Typical functionalisation of (azidomethyl)polystyrene with crown ethers: preparation of polystyrene resin 20a. Alkyne 10a (0.14 g, 0.421 mmol), DIPEA 99.5% (0.384 mL, 2.202 mmol) and copper(I) iodide (0.0043 g, 0.02 mmol) were added to a suspension of 0.22 g (azidomethyl)polystyrene 18 (f = 0.77 mmol g⁻¹) in 1 : 1 DMF/THF (2 mL) and the mixture was stirred at 40 °C for 5 days. The reaction mixture was monitored and once the IR-signal of the azido group had completely disappeared, the resin was collected by filtration and sequentially washed with water (60 mL), THF (60 mL), MeOH (120 mL) and THF (60 mL). The solid was dried in vacuo for 24 hours at 40 °C to afford 0.185 g of 10a with a functionalisation f = 0.597 mmol g⁻¹. Elemental analysis: C, 79.96; H, 7.65; N, 2.51%. FTIR ν_max/cm⁻¹ 3059, 3025, 2919, 2850, 1945, 1719, 1601, 1493, 1451, 1350, 1115, 1068, 903, 754, 693. ¹H NMR (500 MHz, CD₂Cl₂) δ_H 7.46 (H, triazole), 7.11 (s, br, polymer backbone), 6.64 (s, br, polymer backbone), 5.37, 4.63 (2H, s br) 3.74 (2H, m, CH₂ –CH₂–N₃), 3.65 (s, –(O–CH₂–CH₂–O)–), 1.86 (s, polymer backbone), 1.52 (s, polymer backbone) ppm. ¹³C NMR (126 MHz, CD₂Cl₂) δ_C 145.73, 128.58, 128.2, 126.26, 123.1 (CH triazole), 111.30, 78.67, 71.09, 70.97, 70.06, 68.31, 65.28, 40.92 ppm.

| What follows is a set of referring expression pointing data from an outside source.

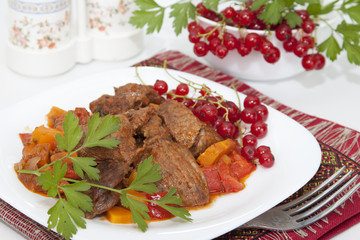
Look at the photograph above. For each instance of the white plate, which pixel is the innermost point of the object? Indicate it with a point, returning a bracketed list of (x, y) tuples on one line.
[(296, 151)]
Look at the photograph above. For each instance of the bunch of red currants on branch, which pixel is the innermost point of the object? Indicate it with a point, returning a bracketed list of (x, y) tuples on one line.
[(298, 40)]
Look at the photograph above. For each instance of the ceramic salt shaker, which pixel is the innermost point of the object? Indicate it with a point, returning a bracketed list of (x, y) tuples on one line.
[(40, 37), (113, 38)]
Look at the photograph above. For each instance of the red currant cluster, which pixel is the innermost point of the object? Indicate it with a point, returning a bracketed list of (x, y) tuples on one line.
[(225, 116), (219, 42)]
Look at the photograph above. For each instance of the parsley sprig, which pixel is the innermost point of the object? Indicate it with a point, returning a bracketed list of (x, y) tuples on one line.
[(343, 37), (67, 215)]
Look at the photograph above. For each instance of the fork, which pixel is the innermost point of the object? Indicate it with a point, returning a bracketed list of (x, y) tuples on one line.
[(300, 213)]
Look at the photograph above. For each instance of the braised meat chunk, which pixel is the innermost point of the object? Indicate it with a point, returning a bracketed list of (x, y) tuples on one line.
[(112, 172), (129, 96), (180, 170)]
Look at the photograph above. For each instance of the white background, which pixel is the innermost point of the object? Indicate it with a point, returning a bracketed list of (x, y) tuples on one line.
[(332, 94)]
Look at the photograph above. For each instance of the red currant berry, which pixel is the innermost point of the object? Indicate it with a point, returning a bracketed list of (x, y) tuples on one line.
[(265, 47), (303, 14), (213, 44), (188, 102), (161, 87), (262, 112), (249, 140), (182, 89), (252, 40), (248, 115), (233, 111), (259, 129), (261, 150), (214, 33), (289, 44), (300, 49), (230, 42), (207, 112), (191, 26), (251, 101), (201, 9), (201, 49), (309, 41), (308, 62), (170, 96), (243, 49), (267, 160), (221, 51), (205, 90), (243, 17), (257, 24), (217, 121), (319, 61), (229, 12), (248, 152), (273, 56), (308, 26), (227, 129), (283, 32)]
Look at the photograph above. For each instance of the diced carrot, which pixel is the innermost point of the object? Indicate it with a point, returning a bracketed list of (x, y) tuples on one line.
[(25, 138), (119, 215), (215, 151), (54, 114), (213, 179), (43, 134), (240, 167)]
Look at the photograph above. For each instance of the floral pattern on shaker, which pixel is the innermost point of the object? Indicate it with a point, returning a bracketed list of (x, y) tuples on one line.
[(29, 34), (102, 18)]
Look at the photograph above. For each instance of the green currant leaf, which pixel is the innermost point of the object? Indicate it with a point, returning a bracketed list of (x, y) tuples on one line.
[(72, 133), (181, 13), (353, 52), (272, 12), (293, 19), (87, 165), (331, 46), (211, 4), (354, 13), (257, 4)]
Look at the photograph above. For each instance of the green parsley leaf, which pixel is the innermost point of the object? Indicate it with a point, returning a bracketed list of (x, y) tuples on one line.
[(170, 198), (181, 12), (72, 133), (66, 218), (87, 165), (49, 181), (99, 129), (331, 46), (76, 198), (147, 174), (293, 19)]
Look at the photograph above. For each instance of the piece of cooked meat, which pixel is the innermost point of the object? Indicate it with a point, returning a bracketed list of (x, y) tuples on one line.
[(186, 128), (129, 96), (206, 137), (112, 172), (181, 122), (180, 170)]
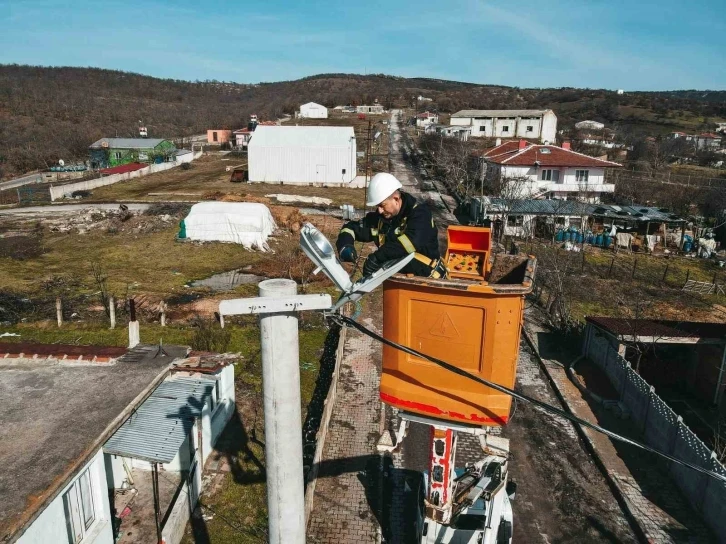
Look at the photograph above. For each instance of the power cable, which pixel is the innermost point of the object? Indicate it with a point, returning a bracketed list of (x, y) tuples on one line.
[(525, 398)]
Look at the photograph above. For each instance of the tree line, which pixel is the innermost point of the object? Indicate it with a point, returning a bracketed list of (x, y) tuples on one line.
[(56, 113)]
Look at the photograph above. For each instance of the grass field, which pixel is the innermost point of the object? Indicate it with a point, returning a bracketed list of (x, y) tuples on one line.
[(207, 174), (152, 265)]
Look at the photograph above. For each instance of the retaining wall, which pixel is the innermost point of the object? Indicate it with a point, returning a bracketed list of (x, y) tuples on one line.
[(664, 430), (89, 184)]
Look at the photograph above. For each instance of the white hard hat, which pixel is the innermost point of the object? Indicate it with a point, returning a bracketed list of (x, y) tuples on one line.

Typical functionalisation of azido-polystyrene–polyethyleneglycol with crown ethers: preparation of polystyrene–polyethyleneglycol resin 21a. Alkyne 10a (0.037 g, 0.113 mmol) dissolved in 1 : 1 DMF/THF (3 mL), DIPEA 99.5% (0.17 mL, 0.975 mmol) and copper(I) iodide (0.0015 g, 0.0075 mmol) were added to a suspension of 0.3 g of azido-terminated polystyrene–polyethyleneglycol 19 (f = 0.25 mmol g⁻¹) in 1 : 1 DMF/THF (3 mL) at 40 °C and the mixture was shaken for 24 hours. The reaction mixture was monitored and once the IR signal of the azido group had completely disappeared, the resin was collected by filtration and sequentially washed with water (180 mL), MeOH (160 mL) and THF (160 mL). The solid was dried in vacuo for 24 hours at 40 °C to afford 0.203 g of 21a with f = 0.252 mmol g⁻¹. Elemental analysis: C, 62.61; H, 8.74; N, 1.06%; FTIR ν_max/cm⁻¹ 2865, 1638, 1602, 1492, 1453, 1348, 1296, 1249, 1093, 946, 845, 761, 701; ¹H NMR (500 MHz, CD₂Cl₂) δ_H 7.79 (1H, s, triazole), 7.04 (s, br, polymer backbone), 6.57 (s, br, polymer backbone), 4.60 (2H, s), 4.52 (2H, s), 3.86, 3.72, 3.59, 3.45, 2.09, 1.73 (s, br, polymer backbone). ¹³C NMR (126 MHz, CD₂Cl₂) δ_C 145.3128.5, 110.2, 85.3, 71.9, 70.8, 70.5, 69.7, 50.5, 40.9.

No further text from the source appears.